1. Absolute deviation of chi1 torsion angle from the "ideal". 2. Absolute deviation of omega torsion angle from the "ideal". 3. Absolute deviation of zeta "virtual" torsion angle (defined by the atoms Calpha-N-C-Cbeta) from the "ideal". 4. Absolute deviation of main-chain hydrogen bond energy from the "ideal". 5. B-value of gamma atom (O, C, or S - being whichever is used in definition of the chi1 torsion angle). 6. Average B-value of main-chain atoms. 7. Average B-value of side-chain atoms. 8. G-factors for phi-psi distributions. 9. G-factors for chi1-chi2 distributions. 10. Overall residue-by-residue G-factor. 11. Approximate accessibility, as estimated by each residue's Ooi number.

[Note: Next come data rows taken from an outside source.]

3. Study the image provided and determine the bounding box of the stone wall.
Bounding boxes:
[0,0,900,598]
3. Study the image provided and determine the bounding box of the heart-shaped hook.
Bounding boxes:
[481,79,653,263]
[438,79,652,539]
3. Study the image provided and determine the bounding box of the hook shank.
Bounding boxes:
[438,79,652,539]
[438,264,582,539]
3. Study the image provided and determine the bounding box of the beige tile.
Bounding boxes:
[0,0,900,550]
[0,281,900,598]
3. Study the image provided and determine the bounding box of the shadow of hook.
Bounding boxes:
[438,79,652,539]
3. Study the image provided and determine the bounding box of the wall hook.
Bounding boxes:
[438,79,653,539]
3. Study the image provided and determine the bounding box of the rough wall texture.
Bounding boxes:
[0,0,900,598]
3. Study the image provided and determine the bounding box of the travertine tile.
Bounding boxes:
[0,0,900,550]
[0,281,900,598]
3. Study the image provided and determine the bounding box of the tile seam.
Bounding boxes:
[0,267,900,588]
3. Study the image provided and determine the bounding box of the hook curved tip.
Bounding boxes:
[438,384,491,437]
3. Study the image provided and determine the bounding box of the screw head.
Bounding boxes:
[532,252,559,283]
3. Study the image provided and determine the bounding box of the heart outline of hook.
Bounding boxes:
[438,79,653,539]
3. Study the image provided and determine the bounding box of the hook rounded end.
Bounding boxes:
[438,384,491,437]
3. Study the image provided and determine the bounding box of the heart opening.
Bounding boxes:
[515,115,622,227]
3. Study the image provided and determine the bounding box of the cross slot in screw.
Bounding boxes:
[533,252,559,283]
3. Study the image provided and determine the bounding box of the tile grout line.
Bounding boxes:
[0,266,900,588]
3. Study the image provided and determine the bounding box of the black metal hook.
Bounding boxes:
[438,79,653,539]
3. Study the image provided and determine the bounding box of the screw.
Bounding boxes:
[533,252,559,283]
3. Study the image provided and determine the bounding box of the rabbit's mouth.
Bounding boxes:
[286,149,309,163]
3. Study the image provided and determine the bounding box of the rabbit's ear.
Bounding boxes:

The shading behind the schematic picture gives an approximation to the residue accessibilities. The approximation is a fairly crude one, being based on each residue's Ooi number (Nishikawa & Ooi, 1986). An Ooi number is a count of the number of other Calpha atoms within a radius of, in this case, 14A of the given residue's own Calpha. Although crude, this does give a good impression of which parts of the structure are buried and which are exposed on the surface. Future versions of PROCHECK will include an accurate calculation of residue accessibility.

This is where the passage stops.